Le « Nord » dont il est question ici n’est pas que géographique. C’est au pays de l’intime que nous guide l’auteur, en suivant les routes de la grande nature.
Jean-Louis Courteau a de multiples cordes à son arc. Peintre, sculpteur, plongeur et directeur du Centre d’interprétation des eaux laurentiennes, situé à Lac-des-Seize-Îles dans les Laurentides, il trouve encore le temps de produire des écrits remarquables. Après Seize îles (XYZ, 2021), où il conviait à l’admiration des paysages et de la vie subaquatiques, le propos de Remonter le Nord est riche en évocations du monde forestier. Présenté comme un roman, le livre est de toute évidence largement inspiré des souvenirs personnels de l’auteur. Dès les premières pages, le narrateur laisse filtrer son questionnement sur la relation avec son père. Dans quelle mesure son géniteur, hautement doué pour la chasse et la pêche mais peut-être moins pour son rôle de père, a-t‑il contribué à faire de lui l’artiste explorateur qu’il est devenu ? Le questionnement se déploie dans le cours du récit, sans qu’une réponse définitive lui soit trouvée. Il en découlera néanmoins qu’une destinée n’est pas toute tracée d’avance et qu’elle se précise au fur et à mesure.
Initié dès l’enfance à la traque du gibier et à l’hameçonnage du poisson, le narrateur en sera marqué pour la vie.

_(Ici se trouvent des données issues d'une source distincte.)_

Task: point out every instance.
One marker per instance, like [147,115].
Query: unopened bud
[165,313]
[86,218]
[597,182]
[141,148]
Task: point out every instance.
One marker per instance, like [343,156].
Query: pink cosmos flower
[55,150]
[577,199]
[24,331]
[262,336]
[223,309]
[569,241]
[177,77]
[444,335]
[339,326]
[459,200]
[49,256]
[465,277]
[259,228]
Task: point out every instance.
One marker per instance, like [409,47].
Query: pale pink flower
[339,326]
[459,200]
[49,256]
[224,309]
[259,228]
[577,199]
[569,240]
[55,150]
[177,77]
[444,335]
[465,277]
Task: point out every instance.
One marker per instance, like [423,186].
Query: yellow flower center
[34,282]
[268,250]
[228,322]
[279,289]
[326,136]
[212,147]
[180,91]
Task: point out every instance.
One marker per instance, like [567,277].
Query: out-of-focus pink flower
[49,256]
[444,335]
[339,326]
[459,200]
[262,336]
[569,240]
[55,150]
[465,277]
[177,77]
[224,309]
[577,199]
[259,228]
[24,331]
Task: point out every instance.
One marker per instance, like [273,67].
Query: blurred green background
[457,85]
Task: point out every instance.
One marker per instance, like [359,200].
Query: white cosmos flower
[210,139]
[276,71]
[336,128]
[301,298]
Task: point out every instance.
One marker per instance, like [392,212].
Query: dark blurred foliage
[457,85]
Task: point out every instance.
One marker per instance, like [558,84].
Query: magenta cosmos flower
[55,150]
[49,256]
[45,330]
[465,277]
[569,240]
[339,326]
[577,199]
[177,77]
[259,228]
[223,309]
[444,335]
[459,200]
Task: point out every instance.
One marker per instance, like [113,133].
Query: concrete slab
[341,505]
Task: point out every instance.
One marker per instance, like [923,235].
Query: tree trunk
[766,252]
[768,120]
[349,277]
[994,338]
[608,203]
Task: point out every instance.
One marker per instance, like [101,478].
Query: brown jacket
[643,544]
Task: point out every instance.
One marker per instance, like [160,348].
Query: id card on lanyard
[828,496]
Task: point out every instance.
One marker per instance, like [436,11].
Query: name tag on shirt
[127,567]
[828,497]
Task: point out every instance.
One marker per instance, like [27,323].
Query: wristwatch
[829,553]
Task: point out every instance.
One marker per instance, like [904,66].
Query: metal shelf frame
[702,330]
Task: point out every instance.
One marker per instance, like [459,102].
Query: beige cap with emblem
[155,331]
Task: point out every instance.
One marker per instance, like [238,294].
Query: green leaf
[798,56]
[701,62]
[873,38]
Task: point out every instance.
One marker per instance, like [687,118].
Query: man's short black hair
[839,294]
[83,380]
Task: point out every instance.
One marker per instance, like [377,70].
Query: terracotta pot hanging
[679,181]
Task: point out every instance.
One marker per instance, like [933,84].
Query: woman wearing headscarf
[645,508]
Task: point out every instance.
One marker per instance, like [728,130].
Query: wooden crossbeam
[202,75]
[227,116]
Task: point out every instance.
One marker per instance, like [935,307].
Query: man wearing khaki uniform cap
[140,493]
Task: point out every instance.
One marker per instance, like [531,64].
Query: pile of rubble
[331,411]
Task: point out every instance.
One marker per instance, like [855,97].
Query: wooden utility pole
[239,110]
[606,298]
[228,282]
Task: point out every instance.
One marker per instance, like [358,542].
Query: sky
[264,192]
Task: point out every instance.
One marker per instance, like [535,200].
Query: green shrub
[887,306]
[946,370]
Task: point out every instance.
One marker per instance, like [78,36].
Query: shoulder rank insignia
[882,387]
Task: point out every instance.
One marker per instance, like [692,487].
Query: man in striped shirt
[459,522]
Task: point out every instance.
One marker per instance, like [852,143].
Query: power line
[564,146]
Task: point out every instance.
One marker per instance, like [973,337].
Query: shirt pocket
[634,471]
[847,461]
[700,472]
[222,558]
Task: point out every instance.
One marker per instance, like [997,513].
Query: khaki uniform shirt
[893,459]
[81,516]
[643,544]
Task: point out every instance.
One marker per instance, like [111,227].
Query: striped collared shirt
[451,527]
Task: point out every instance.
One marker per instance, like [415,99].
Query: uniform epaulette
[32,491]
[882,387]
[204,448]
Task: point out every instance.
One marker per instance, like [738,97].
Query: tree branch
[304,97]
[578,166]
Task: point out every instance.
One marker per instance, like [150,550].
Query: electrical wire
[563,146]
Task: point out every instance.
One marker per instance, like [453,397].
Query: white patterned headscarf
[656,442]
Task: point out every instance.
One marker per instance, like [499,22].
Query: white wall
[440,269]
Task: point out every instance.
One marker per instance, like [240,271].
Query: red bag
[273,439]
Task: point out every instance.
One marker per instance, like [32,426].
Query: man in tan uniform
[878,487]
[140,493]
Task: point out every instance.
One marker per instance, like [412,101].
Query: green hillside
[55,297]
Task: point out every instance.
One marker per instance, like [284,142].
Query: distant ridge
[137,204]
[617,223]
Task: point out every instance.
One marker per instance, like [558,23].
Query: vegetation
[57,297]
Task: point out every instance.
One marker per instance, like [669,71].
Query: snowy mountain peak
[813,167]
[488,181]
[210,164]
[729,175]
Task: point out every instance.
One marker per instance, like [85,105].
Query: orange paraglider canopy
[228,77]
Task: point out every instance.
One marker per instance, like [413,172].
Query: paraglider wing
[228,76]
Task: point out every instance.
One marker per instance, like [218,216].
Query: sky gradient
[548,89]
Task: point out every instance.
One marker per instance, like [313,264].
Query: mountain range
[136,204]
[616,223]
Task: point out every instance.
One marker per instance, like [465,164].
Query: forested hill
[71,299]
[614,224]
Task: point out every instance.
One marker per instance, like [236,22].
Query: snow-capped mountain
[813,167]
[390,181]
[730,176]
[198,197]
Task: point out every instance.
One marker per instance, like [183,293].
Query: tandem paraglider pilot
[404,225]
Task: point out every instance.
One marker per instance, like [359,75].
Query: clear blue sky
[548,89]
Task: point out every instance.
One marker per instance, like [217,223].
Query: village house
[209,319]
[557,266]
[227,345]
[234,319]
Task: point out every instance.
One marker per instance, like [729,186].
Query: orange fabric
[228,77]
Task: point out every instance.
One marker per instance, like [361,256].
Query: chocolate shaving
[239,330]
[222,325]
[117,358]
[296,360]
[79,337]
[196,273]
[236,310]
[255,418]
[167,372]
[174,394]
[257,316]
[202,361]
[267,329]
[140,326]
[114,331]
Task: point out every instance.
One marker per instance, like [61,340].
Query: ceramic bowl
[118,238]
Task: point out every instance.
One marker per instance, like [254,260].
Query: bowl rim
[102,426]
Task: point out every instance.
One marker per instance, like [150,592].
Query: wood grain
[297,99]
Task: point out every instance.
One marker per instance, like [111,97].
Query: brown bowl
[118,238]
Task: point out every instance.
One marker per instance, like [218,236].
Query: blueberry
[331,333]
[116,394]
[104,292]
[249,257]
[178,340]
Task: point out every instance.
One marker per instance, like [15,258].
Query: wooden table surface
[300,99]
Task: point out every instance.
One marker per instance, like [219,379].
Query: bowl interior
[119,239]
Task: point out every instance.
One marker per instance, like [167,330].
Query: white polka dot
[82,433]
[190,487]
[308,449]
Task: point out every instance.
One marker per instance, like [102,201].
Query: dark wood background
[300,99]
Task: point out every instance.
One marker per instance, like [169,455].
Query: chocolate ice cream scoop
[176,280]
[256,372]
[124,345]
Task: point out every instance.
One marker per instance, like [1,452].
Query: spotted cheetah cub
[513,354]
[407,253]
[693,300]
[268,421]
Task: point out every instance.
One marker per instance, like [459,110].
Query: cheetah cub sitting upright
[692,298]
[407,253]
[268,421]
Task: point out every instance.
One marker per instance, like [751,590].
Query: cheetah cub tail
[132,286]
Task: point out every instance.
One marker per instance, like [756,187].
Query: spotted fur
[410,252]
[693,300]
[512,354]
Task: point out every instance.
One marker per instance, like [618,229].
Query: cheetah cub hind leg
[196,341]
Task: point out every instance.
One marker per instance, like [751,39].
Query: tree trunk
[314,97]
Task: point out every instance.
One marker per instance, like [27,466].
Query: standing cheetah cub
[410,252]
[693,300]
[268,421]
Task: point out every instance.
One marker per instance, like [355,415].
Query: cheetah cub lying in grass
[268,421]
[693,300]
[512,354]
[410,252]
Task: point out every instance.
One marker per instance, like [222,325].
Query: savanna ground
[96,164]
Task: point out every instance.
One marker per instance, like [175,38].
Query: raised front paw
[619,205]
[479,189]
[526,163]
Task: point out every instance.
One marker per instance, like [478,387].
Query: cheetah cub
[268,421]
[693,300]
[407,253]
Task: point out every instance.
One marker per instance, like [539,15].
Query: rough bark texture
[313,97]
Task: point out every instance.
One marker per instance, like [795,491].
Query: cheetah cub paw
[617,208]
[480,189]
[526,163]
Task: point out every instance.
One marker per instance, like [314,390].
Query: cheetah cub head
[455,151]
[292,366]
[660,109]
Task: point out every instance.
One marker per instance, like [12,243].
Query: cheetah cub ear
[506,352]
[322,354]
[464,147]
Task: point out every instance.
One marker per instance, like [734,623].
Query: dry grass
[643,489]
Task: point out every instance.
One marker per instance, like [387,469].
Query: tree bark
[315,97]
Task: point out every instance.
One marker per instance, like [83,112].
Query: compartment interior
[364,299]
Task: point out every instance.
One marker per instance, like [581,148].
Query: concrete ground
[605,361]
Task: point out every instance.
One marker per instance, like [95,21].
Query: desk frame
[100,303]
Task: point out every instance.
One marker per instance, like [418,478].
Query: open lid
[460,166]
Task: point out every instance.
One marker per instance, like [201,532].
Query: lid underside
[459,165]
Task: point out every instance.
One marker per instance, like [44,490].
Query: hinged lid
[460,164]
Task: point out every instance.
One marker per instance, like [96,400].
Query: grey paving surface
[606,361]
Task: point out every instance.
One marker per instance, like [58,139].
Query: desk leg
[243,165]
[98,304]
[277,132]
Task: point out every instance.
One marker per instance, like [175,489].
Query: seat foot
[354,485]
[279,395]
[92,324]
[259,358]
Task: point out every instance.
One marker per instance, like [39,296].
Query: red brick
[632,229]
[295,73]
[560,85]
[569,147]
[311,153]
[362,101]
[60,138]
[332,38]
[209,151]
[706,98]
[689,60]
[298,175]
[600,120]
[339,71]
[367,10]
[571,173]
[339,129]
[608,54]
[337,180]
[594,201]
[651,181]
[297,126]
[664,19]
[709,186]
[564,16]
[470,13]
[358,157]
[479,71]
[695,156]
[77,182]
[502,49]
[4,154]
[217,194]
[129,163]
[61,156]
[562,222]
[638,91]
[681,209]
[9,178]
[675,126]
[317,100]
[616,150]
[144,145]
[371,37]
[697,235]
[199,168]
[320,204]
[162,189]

Se remémorant cette période d’apprentissage, il prend conscience rétrospectivement de l’individuation de son sentiment à l’égard de la nature. Quand un de ses héros adultes coupe une nageoire pectorale du poisson trop petit avant de le remettre à l’eau, afin de le reconnaître lorsqu’il le reprendra éventuellement plus tard, le jeune garçon désapprouve le geste en son for intérieur. De même, il porte très tôt une attention aux paysages qui préfigure sa vocation de peintre. « J’étais fasciné par ce vert si riche et si lumineux, ces plantes étranges qui savaient nager. Les exotiques nymphéas et nénuphars, bien sûr, mais aussi les flèches d’eau bleu-mauve, les chapelets de feuilles lancéolées des potamots, comme des notes de musique sur la portée ondulante des lames paresseuses des rubaniers. »
Tout en refaisant en pensée son parcours, le narrateur entraîne le lecteur dans ses rencontres avec de nombreuses espèces animales : certains poissons et mammifères dont les noms sont familiers, comme le doré, le brochet, la loutre, le castor, l’orignal ; d’autres beaucoup moins, comme la chélydre serpentine ou le carcajou. Et les rencontres relatées ne sont pas que du domaine animalier. Notamment, un certain Honoré Michaudville, sorte d’ermite coureur des bois, est dépeint avec grande considération et cité en exemple pour son style de vie libre, en marge du système de travail productif. À l’âge adulte, le narrateur devenu peintre et sculpteur sera lui-même un peu ermite, n’entretenant une relation d’amitié qu’avec un petit nombre de camarades vouant comme lui un culte aux séjours à l’écart des régions habitées.
Tout au long du livre, l’auteur exprime sa ferveur pour une notion de nord très large, comprenant à la fois le point cardinal indiqué par la boussole, les territoires au-delà des régions densément peuplées et, aussi, un appel au dépassement de soi. De la région des Laurentides au Nunavik, où coule la majestueuse rivière George, Remonter le Nord célèbre les milieux fréquentés par l’auteur, mais aussi ceux de ses fantasmes. « Le monde qu’on habite n’est pas que celui où l’on marche, mais aussi, surtout peut-être, celui dont on rêve, celui qu’on sait qu’on explorera ou qu’on reverra. » Jean-Louis Courteau invite le lecteur à rêver avec lui.